Tendrán derecho a residencia de larga duración, de acuerdo con el artículo 32 de la Ley orgánica 4/2000, los extranjeros que hayan tenido residencia temporal en España durante cinco años de forma continuada. La continuidad no quedará afectada por ausencias del territorio español de hasta seis meses, siempre que la suma de éstas no supere un total de un año dentro de los cinco años anteriores.
Si el extranjero es titular de la tarjeta azul de la Unión Europea, e invoca los periodos de residencia previa y continuada en otros Estados miembros, éstos computarán a los efectos de obtener la residencia de larga duración, debiendo haber permanecido cinco años ininterrumpidamente como titular de la misma y haber sido los dos últimos años la residencia en España; no se verá alterada la continuidad por ausencias inferiores a doce meses consecutivos o a dieciocho en total de cinco años.
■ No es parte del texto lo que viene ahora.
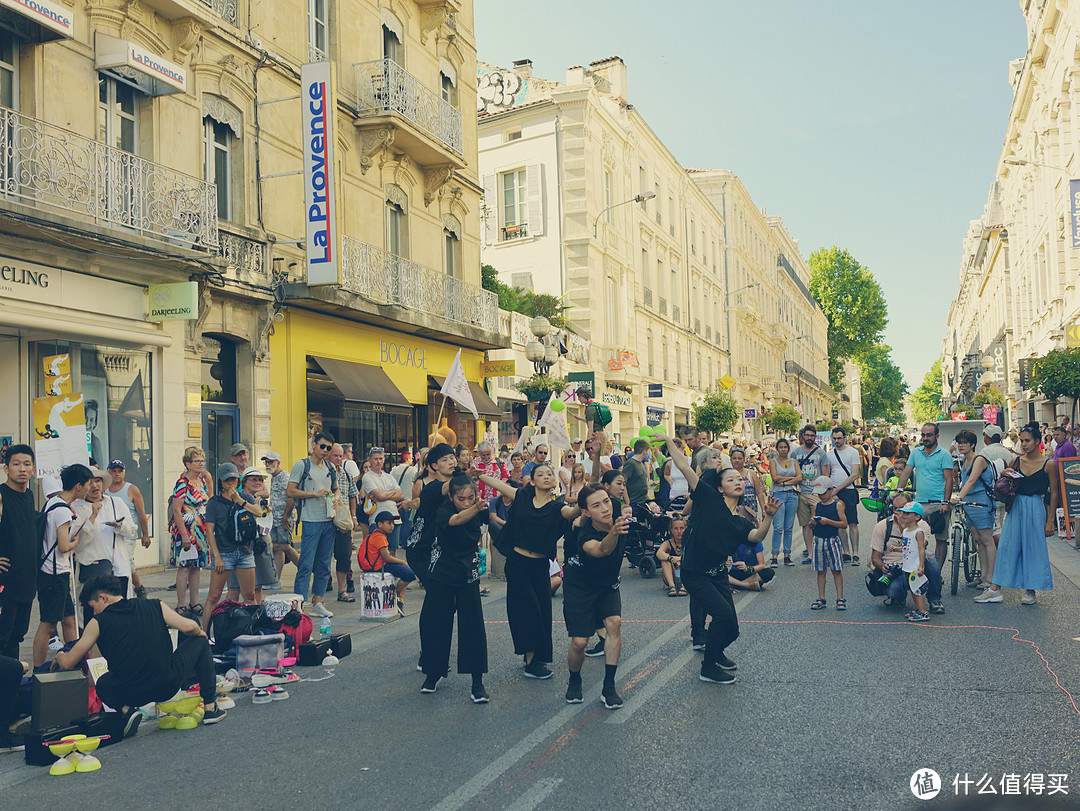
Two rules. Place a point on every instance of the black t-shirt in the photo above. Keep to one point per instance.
(713, 534)
(454, 551)
(535, 529)
(18, 543)
(220, 512)
(134, 640)
(594, 572)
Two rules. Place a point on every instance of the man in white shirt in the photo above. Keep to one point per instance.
(382, 488)
(844, 470)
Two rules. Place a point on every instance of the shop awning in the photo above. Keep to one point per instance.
(361, 382)
(485, 406)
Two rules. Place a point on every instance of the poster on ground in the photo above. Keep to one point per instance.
(59, 433)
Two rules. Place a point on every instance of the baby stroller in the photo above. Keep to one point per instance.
(644, 539)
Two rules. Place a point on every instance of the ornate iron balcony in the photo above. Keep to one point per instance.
(386, 86)
(57, 171)
(393, 280)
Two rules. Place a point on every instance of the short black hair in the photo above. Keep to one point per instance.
(13, 449)
(75, 475)
(102, 584)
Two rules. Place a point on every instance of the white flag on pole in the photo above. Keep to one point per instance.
(457, 388)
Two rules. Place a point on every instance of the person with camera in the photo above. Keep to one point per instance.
(231, 545)
(887, 549)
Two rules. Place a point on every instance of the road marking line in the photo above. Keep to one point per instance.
(486, 776)
(536, 795)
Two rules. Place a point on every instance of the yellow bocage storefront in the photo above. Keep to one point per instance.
(365, 384)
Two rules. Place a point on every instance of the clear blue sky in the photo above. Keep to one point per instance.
(875, 126)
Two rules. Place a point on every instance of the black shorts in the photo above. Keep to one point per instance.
(850, 498)
(54, 597)
(584, 608)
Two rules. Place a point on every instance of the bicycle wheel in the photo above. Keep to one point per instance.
(957, 554)
(970, 557)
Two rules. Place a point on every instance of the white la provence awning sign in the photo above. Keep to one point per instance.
(51, 15)
(111, 52)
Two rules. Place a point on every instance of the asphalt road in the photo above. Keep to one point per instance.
(832, 710)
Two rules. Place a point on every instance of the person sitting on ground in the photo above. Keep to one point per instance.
(375, 555)
(748, 569)
(133, 636)
(670, 555)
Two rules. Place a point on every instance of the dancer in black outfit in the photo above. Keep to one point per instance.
(529, 539)
(713, 536)
(453, 586)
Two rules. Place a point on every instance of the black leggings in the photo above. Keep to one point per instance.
(190, 662)
(528, 605)
(436, 629)
(713, 596)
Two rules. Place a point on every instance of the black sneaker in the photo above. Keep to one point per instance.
(596, 650)
(537, 670)
(574, 692)
(713, 674)
(430, 684)
(610, 698)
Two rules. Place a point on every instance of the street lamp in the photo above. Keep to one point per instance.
(637, 199)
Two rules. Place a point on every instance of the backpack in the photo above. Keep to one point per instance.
(306, 477)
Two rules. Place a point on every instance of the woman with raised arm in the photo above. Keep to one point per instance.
(713, 536)
(529, 539)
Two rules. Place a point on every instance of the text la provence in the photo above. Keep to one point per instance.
(320, 207)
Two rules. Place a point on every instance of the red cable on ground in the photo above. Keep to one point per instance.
(1015, 635)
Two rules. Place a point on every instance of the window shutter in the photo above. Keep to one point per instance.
(490, 210)
(534, 196)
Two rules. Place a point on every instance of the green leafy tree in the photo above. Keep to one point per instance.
(716, 411)
(784, 419)
(927, 400)
(1057, 375)
(852, 300)
(882, 386)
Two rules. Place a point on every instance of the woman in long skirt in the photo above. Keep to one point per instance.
(1023, 558)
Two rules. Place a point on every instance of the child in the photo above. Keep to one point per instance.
(375, 555)
(827, 553)
(914, 555)
(454, 586)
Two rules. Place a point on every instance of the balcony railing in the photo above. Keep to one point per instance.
(388, 279)
(57, 171)
(386, 86)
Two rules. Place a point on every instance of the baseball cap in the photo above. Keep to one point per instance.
(227, 471)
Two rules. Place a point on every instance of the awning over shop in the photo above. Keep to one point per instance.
(485, 406)
(53, 19)
(132, 64)
(361, 382)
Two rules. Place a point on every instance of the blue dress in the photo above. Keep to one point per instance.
(1023, 555)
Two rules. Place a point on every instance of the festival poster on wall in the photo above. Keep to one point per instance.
(57, 374)
(59, 432)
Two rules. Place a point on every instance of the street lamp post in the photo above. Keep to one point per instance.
(637, 199)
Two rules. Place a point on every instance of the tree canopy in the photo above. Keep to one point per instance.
(852, 300)
(927, 400)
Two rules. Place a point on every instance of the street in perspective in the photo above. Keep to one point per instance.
(450, 404)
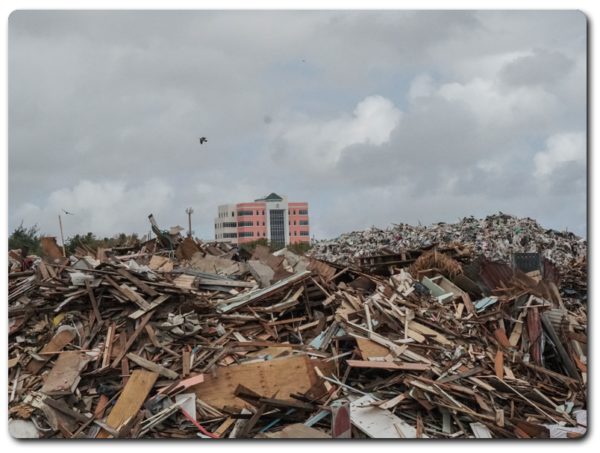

Si el extranjero es titular del estatuto de residente de larga duración-CE en otro Estado de la Unión Europea podrá optar por:
- Solicitar una autorización de residencia de larga duración en España, renunciando con ello, caso de concesión, a su anterior estatuto de residente de larga duración-CE en el Estado miembro de que se trate.
- Solicitar una autorización de residencia temporal (y en su caso, trabajo) en España, manteniendo tras su posible concesión, su estatuto de residente de larga duración-CE en el otro Estado de la Unión Europea.
La autorización de residencia de larga duración también se concederá a los extranjeros que acrediten que se encuentran en cualquiera de los siguientes supuestos:
- Residentes que sean beneficiarios de una pensión de jubilación, incapacidad permanente absoluta o de gran invalidez, en su modalidad contributiva, incluida dentro de la acción protectora del sistema español de la Seguridad Social, o de prestaciones análogas a las anteriores obtenidas en España y consistentes en una renta vitalicia, no capitalizable, suficiente para su sostenimiento.
- Que hayan nacido en España y al llegar a la mayoría de edad acrediten haber residido en España de forma legal y continuada durante, al menos, los tres años consecutivos inmediatamente anteriores a la solicitud.
- Que hayan sido españoles de origen y hayan perdido la nacionalidad española.
- Que al llegar a la mayoría de edad hayan estado bajo la tutela de una entidad pública española durante los cinco años inmediatamente anteriores de forma consecutiva.
- Apátridas o refugiados que se encuentren en territorio español y a quienes se les haya reconocido el respectivo estatuto en España.
- Extranjeros que hayan contribuido de forma notoria al progreso económico, científico o cultural de España o a la proyección de España en el exterior. En estos supuestos, corresponderá al Ministro de Trabajo e Inmigración la concesión de la autorización de residencia permanente, previo informe del Ministro del Interior.